Back to the real grounds, no - there is no gold in there.


----------



## Geo (Apr 23, 2012)

theres gold in sea water, and as has been seen on the forum, theres gold in poop. :shock: but like the material in the photos it will never be reclaimed either. :lol:


----------



## etack (Apr 23, 2012)

Geo said:


> as has been seen on the forum, theres gold in poop. but like the material in the photos it will never be reclaimed either.

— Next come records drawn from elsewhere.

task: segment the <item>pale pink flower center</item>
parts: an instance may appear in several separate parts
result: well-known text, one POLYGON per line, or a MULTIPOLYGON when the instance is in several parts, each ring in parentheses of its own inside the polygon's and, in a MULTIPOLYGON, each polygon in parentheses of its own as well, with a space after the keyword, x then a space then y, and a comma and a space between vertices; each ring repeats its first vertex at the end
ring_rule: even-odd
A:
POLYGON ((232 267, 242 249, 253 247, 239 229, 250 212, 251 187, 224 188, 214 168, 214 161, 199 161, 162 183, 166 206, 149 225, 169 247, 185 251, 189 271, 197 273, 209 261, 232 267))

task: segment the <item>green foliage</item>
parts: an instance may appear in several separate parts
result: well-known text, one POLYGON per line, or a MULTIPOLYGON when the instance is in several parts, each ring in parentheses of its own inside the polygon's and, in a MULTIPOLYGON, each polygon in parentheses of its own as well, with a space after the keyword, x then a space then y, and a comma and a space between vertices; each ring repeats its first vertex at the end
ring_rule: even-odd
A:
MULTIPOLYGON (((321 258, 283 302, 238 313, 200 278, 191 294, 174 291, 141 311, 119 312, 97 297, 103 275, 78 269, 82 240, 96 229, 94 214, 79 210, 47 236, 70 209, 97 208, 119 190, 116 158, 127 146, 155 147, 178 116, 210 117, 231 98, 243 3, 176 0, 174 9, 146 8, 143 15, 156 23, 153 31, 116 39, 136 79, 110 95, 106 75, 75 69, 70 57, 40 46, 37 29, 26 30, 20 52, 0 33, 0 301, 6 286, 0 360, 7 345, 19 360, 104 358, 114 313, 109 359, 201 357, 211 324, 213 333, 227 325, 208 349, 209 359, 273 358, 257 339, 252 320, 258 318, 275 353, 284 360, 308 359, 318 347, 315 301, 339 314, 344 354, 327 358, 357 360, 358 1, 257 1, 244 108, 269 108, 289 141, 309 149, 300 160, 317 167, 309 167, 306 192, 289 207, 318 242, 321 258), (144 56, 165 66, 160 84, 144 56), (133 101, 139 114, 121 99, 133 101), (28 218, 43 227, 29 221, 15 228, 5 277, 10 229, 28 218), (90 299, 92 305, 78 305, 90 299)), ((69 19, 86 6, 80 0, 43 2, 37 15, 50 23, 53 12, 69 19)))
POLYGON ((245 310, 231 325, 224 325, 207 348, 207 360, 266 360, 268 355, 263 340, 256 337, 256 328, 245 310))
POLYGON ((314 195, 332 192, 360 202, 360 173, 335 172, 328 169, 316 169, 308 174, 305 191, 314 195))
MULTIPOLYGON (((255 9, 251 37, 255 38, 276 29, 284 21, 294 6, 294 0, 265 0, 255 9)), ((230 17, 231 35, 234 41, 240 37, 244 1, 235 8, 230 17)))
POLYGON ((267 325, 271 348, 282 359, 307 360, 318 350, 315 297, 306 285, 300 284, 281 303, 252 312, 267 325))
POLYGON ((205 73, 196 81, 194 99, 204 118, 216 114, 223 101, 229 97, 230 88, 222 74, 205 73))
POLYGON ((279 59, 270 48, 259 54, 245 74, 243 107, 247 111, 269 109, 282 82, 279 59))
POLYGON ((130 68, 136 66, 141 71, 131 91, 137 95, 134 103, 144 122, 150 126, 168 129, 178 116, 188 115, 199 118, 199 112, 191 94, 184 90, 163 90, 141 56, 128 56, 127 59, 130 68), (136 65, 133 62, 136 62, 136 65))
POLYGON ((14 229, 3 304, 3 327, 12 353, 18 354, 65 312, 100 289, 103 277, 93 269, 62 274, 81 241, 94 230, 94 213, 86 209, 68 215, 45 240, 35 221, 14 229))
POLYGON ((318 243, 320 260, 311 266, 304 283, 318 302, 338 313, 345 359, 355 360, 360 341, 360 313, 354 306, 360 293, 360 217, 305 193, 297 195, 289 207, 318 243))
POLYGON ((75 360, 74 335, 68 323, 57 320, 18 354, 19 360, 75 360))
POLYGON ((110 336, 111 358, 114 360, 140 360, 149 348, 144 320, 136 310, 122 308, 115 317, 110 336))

It looks like China doing it. 8) :lol: :shock: 
http://www.telegraph.co.uk/news/worldnews/1569660/Chinese-pan-for-gold-in-the-sewage.html

I wish I cold find the article on the forum that talked about how much they were getting out of the sewer lines.


----------



## philddreamer (Apr 23, 2012)

Try here, Bro:

http://goldrefiningforum.com/phpBB3/viewtopic.php?f=44&t=11332&hilit=gold+in+poop&start=40#p116620

Phil


----------



## MadeA (Apr 24, 2012)

a_bab said:


> The very first question you should ask yourself is: "how much does this item cost?"
> If the answer is "under a buck" then it's not worh processing unless you have like thoudsands of pieces.
> 
> However, in your case that item contains no gold at all. It's the brass color that fools you.



This item is not sold anymore, it used to by the power plug on old refrigerators and ovens.


----------



## Geo (Apr 24, 2012)

do you happen to have access to a hand held XRF? it should shed some light on content.


----------



## artimur (Oct 12, 2012)

MadeA said:


> Hello
> 
> I have found these that are used as outlets on ovens and refrigerators. I was wondering how much does one contain approximately ?



If that was gold then everyone here was rich,try to look for electronic parts and not some rail parts.


----------



## Smack (Oct 12, 2012)

Arti, look at the dates on posts your reading. No need to beat a dead horse eh?


----------